Tenía extrañas aficiones. Todas las tardes, de regreso a casa desde la mina, bordeaba caminando el acantilado que, cortado a pico sobre el mar de sus ancestros, parecía invitarle a un vuelo rasante. A mitad de camino había un saliente. Sólo tenía que escalar un poco. Yo, que probé a subir en alguna ocasión puedo decirles que la sensación, cuando uno se encontraba en lo más alto era impresionante: parecía que el suelo desapareciera bajo los pies y se podía sentir cómo el cosquilleo del vértigo colonizaba desde la planta de los pies hasta la punta de los dedos de las manos mientras el viento preñado de salitre golpeaba la cara.

Así que imagino que Tomasito sentiría algo parecido cuando llegado al borde extendía los brazos y comenzaba a batirlos arriba y abajo, simulando el vuelo de un ave. Estrechaba mucho los ojos, fruncía el ceño y arrugaba los labios como si fuera a silbar, pero sólo emitía un leve susurro, como de viento. Durante algunos minutos permanecía en pie y dejaba que su mente se escapara a otro lugar, a alguno de esas ciudades que sólo pudo ver en las pantallas del cine de verano; algún sitio alejado, muy alejado de allí, quizás Nueva York o Chicago o Casablanca o París, daba lo mismo. Esto lo supongo porque las pocas veces que hablaba con él solía colarme siempre misma frase:

- ¿Sabes, Paco?, llegará el día en que vuele lejos de aquí. Estoy hasta los mismos cojones de esta mierda de pueblo.

Al principio de comenzar con su ritual diario se imaginaba águila, por aquello de que a él le parecía el animal más perfecto que la naturaleza hubo creado. Pero después de ver Casablanca ya sólo quiso ser piloto. Tenía grabada esa última escena, esa en la que la realidad puede con el amor (o quizás sea al revés, ya dudo) pero no era eso lo que a él le importaba. Él solo tuvo ojos para el artefacto que, detrás de los protagonistas, comenzaba a mover sus hélices para después despegar con la desesperanza en sus entrañas. Fue entonces cuando dejó de emitir el sonido del viento y paso a, mediante el vibrar de sus labios, a simular el sonido de un biplano. De vez en cuando interrumpía el sonido del motor y solicitaba instrucciones por radio a la torre de control.

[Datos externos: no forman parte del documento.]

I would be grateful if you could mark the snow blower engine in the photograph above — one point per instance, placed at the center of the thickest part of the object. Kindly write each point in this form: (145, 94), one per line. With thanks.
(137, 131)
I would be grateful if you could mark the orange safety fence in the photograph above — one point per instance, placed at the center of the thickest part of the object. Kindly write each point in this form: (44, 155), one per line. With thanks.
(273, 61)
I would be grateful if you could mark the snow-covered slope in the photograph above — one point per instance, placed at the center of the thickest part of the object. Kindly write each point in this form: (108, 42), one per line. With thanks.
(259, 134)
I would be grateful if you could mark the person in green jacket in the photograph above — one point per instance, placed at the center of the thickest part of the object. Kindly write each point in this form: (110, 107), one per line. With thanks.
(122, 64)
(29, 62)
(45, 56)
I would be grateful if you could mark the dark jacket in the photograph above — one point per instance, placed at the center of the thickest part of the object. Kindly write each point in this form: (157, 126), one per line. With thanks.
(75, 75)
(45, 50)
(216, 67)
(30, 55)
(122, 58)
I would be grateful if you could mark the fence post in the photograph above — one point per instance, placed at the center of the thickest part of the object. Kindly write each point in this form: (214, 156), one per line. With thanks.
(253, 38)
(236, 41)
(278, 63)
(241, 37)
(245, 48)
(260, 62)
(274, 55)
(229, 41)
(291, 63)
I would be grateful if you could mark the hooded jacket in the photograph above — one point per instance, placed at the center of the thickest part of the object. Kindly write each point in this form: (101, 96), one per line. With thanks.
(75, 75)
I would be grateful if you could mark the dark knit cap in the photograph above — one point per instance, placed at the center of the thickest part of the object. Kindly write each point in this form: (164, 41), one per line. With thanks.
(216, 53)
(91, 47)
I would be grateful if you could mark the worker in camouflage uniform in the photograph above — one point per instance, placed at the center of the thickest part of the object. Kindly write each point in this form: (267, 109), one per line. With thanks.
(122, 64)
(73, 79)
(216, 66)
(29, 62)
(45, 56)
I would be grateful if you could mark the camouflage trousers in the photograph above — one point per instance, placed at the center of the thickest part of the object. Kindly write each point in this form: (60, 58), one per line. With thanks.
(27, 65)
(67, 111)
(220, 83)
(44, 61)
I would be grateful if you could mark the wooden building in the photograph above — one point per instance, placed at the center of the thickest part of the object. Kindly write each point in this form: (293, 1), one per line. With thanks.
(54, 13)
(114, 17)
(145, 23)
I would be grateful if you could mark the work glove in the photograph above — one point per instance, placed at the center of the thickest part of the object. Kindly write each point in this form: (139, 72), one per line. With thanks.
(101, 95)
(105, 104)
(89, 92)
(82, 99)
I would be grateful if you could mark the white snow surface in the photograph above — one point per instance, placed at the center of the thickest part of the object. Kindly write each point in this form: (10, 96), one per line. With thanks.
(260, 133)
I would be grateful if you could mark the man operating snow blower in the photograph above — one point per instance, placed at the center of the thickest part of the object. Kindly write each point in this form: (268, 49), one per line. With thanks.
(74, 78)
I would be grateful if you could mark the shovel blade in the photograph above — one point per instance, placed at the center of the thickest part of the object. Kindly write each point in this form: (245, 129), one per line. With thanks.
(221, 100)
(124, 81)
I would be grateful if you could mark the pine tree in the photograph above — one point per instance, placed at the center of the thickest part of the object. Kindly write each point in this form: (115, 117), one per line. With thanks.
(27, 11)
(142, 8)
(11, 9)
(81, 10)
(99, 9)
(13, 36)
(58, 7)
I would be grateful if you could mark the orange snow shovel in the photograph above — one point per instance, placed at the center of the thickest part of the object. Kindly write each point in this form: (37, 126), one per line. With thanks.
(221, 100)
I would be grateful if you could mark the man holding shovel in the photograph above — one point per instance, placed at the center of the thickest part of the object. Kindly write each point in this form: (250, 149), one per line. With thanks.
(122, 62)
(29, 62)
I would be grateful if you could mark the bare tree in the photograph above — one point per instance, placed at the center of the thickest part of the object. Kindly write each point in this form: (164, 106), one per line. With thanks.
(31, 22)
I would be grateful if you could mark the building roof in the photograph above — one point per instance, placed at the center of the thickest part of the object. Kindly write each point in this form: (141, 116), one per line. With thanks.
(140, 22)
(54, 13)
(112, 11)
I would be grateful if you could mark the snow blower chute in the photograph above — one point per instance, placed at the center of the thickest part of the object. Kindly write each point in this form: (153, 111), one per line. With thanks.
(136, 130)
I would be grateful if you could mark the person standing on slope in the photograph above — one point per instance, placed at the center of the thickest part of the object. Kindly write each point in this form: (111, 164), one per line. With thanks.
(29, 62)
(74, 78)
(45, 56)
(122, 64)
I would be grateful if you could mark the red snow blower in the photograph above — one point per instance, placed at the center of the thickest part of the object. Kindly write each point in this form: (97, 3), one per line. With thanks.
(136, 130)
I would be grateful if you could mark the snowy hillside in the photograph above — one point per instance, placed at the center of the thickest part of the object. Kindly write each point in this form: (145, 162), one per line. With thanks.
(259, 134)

-Vuelo 505 aproximándose a pista. Brrrrrrrrrrr. Pip. Espero instrucciones para iniciar maniobra de aterrizaje. Brrrrrrrrrrr. Pip.

Tomasito desapareció una tarde de invierno y mar embravecido. No volvimos a saber nada de él. Hay quien dice, los más supersticiosos, que se lo llevó la Güestia; otros que se marchó a cumplir el sueño de casi todos y que emigró a las Américas, sin decir palabra pues así era él. Yo tampoco sé que pudo sucederle. Si he de ser completamente sincero les diré que yo le vi una sola vez batiendo los brazos y hablando con la torre de control, encaramado en su roca, la misma desde la que escribo estas palabras pensando que quizás no fuera tan torpe, ni tan extraño como pensaba.

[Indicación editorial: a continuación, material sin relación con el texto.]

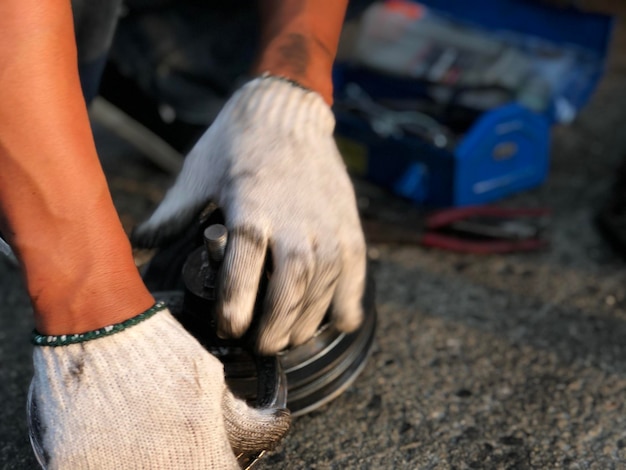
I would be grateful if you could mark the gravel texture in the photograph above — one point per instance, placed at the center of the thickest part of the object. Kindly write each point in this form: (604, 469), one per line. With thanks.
(487, 362)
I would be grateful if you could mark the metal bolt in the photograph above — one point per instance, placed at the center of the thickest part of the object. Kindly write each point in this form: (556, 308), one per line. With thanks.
(215, 238)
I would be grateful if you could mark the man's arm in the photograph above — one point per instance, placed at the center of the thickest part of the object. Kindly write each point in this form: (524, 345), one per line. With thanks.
(55, 207)
(299, 41)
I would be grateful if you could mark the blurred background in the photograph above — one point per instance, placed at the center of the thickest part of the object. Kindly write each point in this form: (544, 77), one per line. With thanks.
(501, 333)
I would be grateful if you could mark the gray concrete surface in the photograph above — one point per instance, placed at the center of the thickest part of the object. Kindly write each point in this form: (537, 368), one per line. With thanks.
(486, 362)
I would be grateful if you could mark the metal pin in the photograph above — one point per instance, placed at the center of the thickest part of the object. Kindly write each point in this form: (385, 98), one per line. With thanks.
(215, 238)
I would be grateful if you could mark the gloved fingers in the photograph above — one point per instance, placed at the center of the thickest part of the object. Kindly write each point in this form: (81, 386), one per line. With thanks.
(285, 295)
(347, 310)
(240, 275)
(316, 303)
(253, 429)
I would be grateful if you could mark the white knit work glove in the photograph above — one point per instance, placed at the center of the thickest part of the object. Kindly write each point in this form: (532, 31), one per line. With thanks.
(147, 397)
(270, 162)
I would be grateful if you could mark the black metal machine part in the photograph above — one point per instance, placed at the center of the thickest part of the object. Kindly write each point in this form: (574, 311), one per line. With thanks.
(313, 373)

El día en que le ví, él ni siquiera reparó en mi presencia, concentrado como estaba en su vuelo imaginario. No le llegué a preguntar por aquello ni tampoco conté nada a los paisanos. Tomasito me caía bien a pesar de que apenas le traté y nunca quise que le tomaran por loco. Así que sé, porque una vez lo ví, que gustaba de hacer excentricidades como la que les he contado pero casi todo lo demás lo imaginé para ustedes. Del mismo modo que quiero imaginar que lo que realmente le sucedió a Tomasito es que finalmente la torre de control autorizó la maniobra de aterrizaje para el vuelo 505.